Charbonnade of Simmental beef, veal and bacon, green salad and frîtes, with a bottle of Château Ducru-Beaucaillou, Saint-Julien 1999 – the year of Piccard’s world circumnavigation.

Meat and Greet

A speciality of the mountainous Swiss French-speaking region of Romandy, charbonnade is the perfect antidote to bitter Alpine evenings. “It’s not a dish you can have for one or two people,” says the Auberge de la Poste’s owner Alex Pichard. “A charbonnade is a celebration of convivialité.”

Serving around a quarter of a kilo per head of thinly sliced raw Simmental beef, veal and bacon, diners cook the meat on a communal hot plate at the table. A charbonnade is traditionally eaten with a choice of curry, tomato and garlic sauces, with green salad and frîtes on the side.
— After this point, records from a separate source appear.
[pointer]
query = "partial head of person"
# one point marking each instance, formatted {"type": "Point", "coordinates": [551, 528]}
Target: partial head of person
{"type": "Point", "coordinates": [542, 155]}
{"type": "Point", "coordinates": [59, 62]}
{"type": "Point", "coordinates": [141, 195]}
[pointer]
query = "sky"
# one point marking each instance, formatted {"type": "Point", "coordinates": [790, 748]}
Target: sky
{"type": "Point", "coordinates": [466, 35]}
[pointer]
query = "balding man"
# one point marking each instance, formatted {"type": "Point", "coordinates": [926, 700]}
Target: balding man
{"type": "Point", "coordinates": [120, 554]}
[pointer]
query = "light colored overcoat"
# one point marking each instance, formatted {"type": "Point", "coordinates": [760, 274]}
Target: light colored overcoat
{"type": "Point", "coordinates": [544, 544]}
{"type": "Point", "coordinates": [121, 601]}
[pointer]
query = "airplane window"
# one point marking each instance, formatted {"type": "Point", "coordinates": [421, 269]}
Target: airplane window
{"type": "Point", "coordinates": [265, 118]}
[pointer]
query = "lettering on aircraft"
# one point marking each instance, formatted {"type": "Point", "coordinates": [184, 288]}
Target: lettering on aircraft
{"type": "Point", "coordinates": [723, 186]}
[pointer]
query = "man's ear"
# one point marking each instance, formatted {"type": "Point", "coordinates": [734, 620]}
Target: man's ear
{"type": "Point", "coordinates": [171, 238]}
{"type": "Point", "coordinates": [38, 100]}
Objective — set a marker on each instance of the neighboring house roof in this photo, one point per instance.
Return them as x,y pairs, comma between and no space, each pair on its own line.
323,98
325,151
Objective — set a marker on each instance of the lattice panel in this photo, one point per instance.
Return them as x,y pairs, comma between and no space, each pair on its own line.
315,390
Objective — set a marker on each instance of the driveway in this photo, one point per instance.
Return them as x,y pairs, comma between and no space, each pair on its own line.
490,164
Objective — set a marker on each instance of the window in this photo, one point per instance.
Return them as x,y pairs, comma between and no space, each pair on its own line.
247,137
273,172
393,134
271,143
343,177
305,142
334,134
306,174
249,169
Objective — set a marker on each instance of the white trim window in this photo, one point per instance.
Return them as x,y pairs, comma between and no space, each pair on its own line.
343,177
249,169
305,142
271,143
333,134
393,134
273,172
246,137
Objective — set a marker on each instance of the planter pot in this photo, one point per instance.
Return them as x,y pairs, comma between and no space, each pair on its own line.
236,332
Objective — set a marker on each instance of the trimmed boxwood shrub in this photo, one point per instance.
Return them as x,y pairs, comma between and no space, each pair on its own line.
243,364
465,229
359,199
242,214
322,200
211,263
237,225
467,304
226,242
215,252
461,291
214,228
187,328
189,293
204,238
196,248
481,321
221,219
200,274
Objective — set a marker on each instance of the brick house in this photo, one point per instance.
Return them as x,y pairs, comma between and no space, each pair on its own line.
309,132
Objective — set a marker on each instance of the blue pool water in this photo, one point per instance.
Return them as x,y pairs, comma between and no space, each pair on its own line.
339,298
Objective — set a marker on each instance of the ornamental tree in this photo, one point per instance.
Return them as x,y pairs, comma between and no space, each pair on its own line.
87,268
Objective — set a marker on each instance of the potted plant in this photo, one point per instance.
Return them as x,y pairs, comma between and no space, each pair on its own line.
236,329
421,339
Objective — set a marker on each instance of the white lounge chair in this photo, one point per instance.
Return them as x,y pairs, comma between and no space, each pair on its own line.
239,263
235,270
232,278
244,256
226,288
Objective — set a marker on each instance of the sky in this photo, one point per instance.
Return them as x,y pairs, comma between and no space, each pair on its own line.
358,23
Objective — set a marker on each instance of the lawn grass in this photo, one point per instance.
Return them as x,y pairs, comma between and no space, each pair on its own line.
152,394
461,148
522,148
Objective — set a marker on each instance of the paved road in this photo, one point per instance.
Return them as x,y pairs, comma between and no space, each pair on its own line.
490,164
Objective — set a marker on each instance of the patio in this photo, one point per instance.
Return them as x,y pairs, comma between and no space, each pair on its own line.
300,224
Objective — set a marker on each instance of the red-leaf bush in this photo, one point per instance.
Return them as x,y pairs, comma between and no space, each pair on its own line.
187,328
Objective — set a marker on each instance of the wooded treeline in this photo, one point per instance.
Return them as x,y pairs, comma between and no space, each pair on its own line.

It’s one of the restaurant’s most popular dishes. “I’ve lost count, but we must serve more than a thousand a year,” says Pichard.

Other charbonnade restaurants:

01: La Taverne du Valais
Claims it invented charbonnade in 1967. The traditional Swiss mazot has a cosy wooden interior and a summer terrace.
4 ch Des Sellieres, Geneva

02: La Côte
The always-bustling La Côte serves up all-you-can-eat feasts.
Aemtlerstrasse 26, Zürich

03: Le Museum
Located in the former catacombs of a medieval monastery, Le Museum serves charbonnade on a charcoal grill with homemade sauces, pickles and potato gratin.